My question is, should I do the same with my new hand reared tiel? I know from the breeder that he's already stepping up, so do I still have to keep my hand in the cage for some time etc. to get him used to me? Will I gain his trust quicker than I did with Cosmo? And if I'm planning on training him (just a few basic commands like turn around and raise your wings), will I have to start the training very early on? 
I know it's a lot of questions, so I understand if you don't answer every single one! But your help is very much appreciated. Thank you


----------



## Colorguarder08 (Sep 13, 2014)

it depends on the bird Riley was ready to come out of the cage and spend time with me the day I brought her home however a majority of people have had problems with hand raised chicks reverting back to basically being untamed and having to start from the begining again. As far as training as with any animal the younger the better.


----------



## amberwydell (Oct 13, 2013)

Colorguarder08 said:


> it depends on the bird Riley was ready to come out of the cage and spend time with me the day I brought her home however a majority of people have had problems with hand raised chicks reverting back to basically being untamed and having to start from the begining again. As far as training as with any animal the younger the better.


Thank you! I think I'll start training as soon as I feel he's comfortable with me


----------



## imouto (Feb 24, 2014)

Just do what feels natural.  Although he/she may already be hand-tamed, they still need to become accustomed to you. It never hurts to take it slow!


----------



## onyx (Oct 1, 2014)

I left my tiel in his cage for a day when I first brought him home, as recommended. But he was stepping up and sitting with me at the store, and immediately once he was allowed out at home. He was hand raised. He seems like a pretty outgoing and adventurous cockatiel, though, compared to some other people's experiences... You might be able to go faster with this new bird since he's hand-tamed but just judge by what he's comfortable with.


----------



## amberwydell (Oct 13, 2013)

onyx said:


> I left my tiel in his cage for a day when I first brought him home, as recommended.
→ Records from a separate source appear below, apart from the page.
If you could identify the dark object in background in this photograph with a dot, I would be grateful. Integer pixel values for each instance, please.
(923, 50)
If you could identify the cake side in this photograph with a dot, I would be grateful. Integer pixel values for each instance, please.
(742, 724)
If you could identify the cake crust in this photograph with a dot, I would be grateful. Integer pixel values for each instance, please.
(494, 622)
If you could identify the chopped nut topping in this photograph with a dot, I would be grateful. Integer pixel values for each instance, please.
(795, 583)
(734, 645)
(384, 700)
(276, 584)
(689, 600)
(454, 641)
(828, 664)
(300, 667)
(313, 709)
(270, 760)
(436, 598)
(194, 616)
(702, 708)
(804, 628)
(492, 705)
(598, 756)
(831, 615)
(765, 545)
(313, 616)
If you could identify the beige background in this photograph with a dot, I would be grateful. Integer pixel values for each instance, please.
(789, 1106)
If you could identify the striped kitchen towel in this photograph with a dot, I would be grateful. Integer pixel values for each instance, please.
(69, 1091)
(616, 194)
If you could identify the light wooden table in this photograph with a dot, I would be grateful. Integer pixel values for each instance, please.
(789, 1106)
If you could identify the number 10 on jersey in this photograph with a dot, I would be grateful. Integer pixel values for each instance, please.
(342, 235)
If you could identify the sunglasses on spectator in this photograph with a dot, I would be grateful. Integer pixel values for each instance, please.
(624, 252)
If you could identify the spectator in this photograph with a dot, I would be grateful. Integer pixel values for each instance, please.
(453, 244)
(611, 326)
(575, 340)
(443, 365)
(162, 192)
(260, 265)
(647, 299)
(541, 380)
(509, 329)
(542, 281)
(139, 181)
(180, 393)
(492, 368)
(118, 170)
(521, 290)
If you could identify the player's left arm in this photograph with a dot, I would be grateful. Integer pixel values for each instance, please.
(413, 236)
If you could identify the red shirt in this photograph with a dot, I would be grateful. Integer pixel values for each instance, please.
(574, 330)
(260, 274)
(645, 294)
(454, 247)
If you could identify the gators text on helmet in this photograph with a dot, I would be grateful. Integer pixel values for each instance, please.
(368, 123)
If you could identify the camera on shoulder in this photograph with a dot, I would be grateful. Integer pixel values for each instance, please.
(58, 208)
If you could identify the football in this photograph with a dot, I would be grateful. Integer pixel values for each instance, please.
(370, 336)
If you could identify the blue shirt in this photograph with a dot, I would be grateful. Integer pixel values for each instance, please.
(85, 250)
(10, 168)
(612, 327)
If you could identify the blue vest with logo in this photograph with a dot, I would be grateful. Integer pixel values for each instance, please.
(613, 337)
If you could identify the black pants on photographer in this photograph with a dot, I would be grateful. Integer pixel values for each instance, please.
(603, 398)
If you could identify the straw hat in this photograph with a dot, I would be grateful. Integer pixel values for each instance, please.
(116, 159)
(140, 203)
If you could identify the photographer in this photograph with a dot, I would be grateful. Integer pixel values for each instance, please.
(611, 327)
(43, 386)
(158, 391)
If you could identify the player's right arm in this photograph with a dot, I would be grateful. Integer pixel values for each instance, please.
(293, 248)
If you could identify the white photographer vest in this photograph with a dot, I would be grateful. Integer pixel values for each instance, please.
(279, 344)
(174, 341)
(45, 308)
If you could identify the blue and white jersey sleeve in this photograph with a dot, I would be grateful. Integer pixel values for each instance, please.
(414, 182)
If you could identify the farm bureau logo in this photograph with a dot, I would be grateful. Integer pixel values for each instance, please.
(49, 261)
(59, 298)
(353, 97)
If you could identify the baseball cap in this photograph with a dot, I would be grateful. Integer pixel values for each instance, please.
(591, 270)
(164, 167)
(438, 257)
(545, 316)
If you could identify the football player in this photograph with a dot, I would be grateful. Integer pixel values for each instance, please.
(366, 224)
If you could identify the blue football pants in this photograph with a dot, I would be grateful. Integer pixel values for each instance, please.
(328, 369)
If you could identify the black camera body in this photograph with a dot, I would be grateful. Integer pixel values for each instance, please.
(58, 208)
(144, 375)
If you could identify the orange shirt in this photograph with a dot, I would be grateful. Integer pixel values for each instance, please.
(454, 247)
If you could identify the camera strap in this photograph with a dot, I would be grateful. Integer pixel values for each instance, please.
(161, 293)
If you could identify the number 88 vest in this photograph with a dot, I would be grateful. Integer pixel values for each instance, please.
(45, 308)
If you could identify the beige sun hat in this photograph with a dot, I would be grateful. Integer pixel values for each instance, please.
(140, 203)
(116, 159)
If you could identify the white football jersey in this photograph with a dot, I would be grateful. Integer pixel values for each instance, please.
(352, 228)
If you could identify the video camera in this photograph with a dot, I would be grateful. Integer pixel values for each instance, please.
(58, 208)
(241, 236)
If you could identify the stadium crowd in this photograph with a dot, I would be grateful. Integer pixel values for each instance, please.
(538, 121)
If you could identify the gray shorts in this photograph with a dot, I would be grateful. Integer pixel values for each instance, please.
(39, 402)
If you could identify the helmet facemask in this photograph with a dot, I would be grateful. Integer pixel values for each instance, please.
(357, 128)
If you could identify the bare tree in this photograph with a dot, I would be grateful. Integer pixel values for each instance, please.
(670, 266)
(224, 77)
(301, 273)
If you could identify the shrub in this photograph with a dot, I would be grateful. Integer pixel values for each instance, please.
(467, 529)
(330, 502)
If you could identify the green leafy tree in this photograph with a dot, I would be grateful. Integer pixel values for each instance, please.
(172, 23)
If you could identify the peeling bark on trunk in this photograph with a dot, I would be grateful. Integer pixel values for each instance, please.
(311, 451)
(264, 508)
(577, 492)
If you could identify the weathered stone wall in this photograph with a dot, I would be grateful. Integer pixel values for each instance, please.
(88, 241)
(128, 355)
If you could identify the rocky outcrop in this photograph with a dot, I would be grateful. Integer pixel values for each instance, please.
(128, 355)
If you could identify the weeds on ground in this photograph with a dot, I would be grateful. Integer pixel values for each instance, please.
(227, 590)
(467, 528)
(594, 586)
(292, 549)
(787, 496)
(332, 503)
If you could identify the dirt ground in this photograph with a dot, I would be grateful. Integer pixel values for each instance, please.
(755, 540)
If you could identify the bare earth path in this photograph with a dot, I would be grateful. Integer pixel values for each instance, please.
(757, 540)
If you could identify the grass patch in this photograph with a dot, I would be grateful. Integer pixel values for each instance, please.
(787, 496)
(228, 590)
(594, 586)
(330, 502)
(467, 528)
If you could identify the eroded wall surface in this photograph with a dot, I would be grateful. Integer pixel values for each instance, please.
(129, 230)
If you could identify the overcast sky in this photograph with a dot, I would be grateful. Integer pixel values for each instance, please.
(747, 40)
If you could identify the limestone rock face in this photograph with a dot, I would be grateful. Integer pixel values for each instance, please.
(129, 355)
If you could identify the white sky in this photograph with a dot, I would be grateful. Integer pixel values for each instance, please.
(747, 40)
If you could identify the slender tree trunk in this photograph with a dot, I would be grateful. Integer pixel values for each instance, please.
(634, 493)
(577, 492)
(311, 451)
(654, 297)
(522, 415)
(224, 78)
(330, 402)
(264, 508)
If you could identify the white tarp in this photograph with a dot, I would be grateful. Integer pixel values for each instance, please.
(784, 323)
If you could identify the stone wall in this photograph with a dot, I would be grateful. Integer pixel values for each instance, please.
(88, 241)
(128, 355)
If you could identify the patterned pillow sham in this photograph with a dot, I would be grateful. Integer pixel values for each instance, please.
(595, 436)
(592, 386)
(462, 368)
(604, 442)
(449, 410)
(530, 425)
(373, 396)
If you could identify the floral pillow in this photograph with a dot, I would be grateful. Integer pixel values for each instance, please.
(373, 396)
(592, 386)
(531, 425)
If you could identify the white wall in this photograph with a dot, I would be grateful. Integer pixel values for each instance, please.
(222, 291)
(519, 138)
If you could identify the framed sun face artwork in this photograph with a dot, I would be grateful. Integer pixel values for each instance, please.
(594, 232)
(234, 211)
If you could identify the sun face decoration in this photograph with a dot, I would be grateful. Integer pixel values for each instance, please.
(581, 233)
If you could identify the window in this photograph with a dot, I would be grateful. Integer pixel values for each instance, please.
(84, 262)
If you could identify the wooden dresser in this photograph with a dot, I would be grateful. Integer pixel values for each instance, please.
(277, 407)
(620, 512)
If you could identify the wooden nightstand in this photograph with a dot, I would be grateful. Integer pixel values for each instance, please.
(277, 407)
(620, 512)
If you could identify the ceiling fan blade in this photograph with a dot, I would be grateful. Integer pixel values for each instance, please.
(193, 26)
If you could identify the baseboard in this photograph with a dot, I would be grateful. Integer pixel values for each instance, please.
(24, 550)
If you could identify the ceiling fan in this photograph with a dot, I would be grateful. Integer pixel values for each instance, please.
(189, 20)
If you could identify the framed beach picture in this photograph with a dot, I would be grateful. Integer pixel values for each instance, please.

But he was stepping up and sitting with me at the store, and immediately once he was allowed out at home. He was hand raised. He seems like a pretty outgoing and adventurous cockatiel, though, compared to some other people's experiences... You might be able to go faster with this new bird since he's hand-tamed but just judge by what he's comfortable with.


Thanks for the advice! Well, considering Cosmo, who was parent reared, was practically hand tame within the first day, I think I'll take the risk and move a little faster with this one


----------



## corgie (Jun 24, 2013)

When I brought Quinn home I let him rest/see his cage for a few hours before letting him out with me, but I also spent 1 month or so with him at the place where we got him from so he was already bonded with me when I got him.


----------



## amberwydell (Oct 13, 2013)

corgie said:


> When I brought Quinn home I let him rest/see his cage for a few hours before letting him out with me, but I also spent 1 month or so with him at the place where we got him from so he was already bonded with me when I got him.


That's so nice that you got to spend that time with him beforehand! Unfortunately, the breeder is a 2 hour drive away from us, so weekly visits would have been unrealistic, especially with me in school and my mum working... at least we've been receiving photo updates  I'm just going to take it a step at a time, and go at _his_ pace. Thanks for your reply!


----------